Regarding the window graph aggregation, this is intentionally implemented using a tumbling window internally, as this makes partial state merging more efficient. I don't see why someone would do single-pass connected components with a sliding window to merge state. Was there something else you had in mind that I'm missing here?

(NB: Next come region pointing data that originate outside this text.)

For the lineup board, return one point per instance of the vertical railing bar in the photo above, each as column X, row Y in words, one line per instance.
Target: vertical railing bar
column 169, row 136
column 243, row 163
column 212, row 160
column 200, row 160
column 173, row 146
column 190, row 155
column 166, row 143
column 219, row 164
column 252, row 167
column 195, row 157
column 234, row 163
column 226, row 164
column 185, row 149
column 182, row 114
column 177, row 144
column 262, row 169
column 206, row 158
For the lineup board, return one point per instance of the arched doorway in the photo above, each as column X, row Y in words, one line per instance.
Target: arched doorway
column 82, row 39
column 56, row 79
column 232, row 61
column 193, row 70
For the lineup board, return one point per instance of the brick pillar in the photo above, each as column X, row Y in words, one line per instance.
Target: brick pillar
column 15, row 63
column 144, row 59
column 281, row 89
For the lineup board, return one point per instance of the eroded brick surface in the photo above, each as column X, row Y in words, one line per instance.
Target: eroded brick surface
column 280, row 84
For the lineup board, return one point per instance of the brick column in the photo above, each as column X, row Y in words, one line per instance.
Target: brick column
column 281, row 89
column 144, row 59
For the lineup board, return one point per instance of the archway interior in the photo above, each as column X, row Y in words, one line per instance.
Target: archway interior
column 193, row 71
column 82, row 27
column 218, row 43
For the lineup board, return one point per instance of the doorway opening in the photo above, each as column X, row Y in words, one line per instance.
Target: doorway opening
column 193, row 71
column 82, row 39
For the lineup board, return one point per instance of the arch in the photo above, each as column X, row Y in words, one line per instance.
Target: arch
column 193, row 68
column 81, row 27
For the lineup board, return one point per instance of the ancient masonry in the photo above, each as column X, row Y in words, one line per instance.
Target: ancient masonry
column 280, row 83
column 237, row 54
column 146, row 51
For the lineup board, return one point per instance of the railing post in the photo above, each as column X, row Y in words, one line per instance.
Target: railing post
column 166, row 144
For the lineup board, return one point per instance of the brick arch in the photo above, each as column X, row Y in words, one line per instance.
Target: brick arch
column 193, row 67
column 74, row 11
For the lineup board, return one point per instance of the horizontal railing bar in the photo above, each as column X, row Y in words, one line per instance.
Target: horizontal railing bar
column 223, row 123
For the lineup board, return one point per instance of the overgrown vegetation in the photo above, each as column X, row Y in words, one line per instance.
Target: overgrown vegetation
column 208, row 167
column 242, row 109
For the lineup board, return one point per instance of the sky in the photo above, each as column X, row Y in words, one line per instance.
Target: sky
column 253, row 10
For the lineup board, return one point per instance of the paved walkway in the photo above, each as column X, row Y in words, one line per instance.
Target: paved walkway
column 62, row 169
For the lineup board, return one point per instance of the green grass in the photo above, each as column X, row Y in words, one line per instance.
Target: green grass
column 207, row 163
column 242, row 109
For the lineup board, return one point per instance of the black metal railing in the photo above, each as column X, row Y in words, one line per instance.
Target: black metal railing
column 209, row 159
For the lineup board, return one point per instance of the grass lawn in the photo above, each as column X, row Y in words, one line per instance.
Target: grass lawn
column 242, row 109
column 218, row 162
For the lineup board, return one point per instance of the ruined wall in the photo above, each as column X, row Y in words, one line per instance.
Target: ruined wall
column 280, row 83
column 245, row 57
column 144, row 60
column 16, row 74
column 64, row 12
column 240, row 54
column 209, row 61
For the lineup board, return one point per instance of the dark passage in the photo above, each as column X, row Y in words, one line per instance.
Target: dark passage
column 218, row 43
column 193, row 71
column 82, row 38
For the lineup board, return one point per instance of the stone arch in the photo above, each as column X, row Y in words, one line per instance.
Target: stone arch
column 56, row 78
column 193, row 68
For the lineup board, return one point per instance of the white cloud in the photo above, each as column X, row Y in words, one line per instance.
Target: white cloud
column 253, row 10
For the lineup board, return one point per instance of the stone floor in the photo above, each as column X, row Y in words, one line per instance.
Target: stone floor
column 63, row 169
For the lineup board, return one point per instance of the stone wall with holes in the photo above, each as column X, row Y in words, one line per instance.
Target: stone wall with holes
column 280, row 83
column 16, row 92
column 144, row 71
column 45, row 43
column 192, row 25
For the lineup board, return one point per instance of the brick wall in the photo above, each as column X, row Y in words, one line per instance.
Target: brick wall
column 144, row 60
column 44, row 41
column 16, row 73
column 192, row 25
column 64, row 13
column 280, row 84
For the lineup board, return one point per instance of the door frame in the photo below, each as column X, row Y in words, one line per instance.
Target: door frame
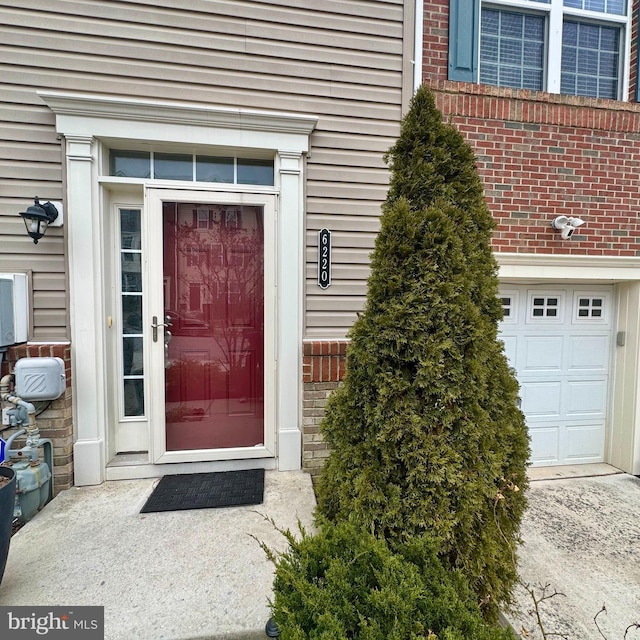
column 154, row 197
column 90, row 125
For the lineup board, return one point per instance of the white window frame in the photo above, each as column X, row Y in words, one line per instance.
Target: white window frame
column 556, row 12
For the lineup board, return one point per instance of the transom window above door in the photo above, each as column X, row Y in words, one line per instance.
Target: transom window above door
column 191, row 167
column 572, row 47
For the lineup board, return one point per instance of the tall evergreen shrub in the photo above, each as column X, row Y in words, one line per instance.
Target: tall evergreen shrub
column 425, row 431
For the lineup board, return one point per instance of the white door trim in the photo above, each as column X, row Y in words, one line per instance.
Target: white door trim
column 89, row 124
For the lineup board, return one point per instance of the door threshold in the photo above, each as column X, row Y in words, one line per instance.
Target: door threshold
column 561, row 472
column 129, row 469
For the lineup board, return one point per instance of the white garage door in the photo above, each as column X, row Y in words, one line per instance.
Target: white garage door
column 559, row 342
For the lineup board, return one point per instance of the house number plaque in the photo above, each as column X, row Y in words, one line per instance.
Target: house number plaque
column 324, row 258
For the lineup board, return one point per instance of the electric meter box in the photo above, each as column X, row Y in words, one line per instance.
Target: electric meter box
column 40, row 378
column 14, row 309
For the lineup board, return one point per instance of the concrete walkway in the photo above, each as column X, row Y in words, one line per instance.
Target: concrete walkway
column 180, row 575
column 190, row 575
column 582, row 538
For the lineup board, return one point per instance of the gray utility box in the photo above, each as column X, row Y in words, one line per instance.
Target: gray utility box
column 14, row 309
column 40, row 378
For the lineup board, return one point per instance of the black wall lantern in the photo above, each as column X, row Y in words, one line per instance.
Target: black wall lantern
column 39, row 216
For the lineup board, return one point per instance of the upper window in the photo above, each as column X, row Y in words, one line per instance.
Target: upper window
column 178, row 166
column 573, row 47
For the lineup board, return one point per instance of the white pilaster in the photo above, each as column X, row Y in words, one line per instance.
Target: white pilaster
column 85, row 286
column 290, row 309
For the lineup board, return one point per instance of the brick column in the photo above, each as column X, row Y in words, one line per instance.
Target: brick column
column 323, row 365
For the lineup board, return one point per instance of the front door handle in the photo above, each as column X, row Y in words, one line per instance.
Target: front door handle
column 154, row 325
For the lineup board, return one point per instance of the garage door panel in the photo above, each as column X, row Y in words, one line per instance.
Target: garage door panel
column 586, row 398
column 588, row 353
column 545, row 444
column 559, row 341
column 542, row 353
column 541, row 399
column 585, row 442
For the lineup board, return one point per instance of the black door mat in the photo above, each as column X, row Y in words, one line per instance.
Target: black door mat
column 206, row 491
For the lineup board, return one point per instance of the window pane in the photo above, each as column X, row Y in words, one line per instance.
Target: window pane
column 590, row 60
column 512, row 49
column 130, row 164
column 130, row 228
column 214, row 169
column 172, row 166
column 255, row 171
column 132, row 381
column 131, row 273
column 132, row 313
column 613, row 7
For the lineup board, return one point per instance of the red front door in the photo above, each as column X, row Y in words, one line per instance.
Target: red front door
column 214, row 312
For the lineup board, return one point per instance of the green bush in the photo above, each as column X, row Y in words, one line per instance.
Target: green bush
column 425, row 431
column 343, row 584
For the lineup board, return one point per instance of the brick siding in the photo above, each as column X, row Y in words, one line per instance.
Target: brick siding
column 56, row 423
column 542, row 155
column 323, row 369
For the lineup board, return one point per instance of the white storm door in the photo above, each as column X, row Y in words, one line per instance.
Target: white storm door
column 211, row 318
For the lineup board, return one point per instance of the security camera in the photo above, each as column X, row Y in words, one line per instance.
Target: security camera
column 566, row 226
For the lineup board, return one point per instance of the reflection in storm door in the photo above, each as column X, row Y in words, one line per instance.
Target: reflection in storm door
column 214, row 300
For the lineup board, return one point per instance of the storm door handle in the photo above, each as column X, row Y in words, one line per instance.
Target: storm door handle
column 154, row 325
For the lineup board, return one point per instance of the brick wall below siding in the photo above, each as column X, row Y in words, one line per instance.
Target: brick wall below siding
column 323, row 369
column 56, row 422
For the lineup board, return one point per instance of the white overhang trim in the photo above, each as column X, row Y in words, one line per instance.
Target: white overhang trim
column 518, row 266
column 183, row 113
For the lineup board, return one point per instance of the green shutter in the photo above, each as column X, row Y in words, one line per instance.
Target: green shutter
column 464, row 28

drfloob · 2016-09-29T20:47:54Z

@vasia thanks, I'm fairly new to flink, maybe there is a simpler way to accomplish what I'm after? I am computing connected component over a sliding window without aggregation -- emitting the connected components that exist in each window. The Connected Components example was (apparently) tightly coupled with the WindowGraphAggregation class, so I found modifying it to be the shortest path to a working solution. Can it be done another way?

Cheers,
-aj

drfloob · 2016-09-30T00:45:54Z

Issue #2 refers to supporting the streaming sliding window model or tumbling window model, i.e. apply computations on a stream of graph snapshots as these are created by a sliding or tumbling window.

To clarify, I taught WindowGraphAggregation how to do this (with any arbitrary window assigner). See the included test case, it uses sliding windows.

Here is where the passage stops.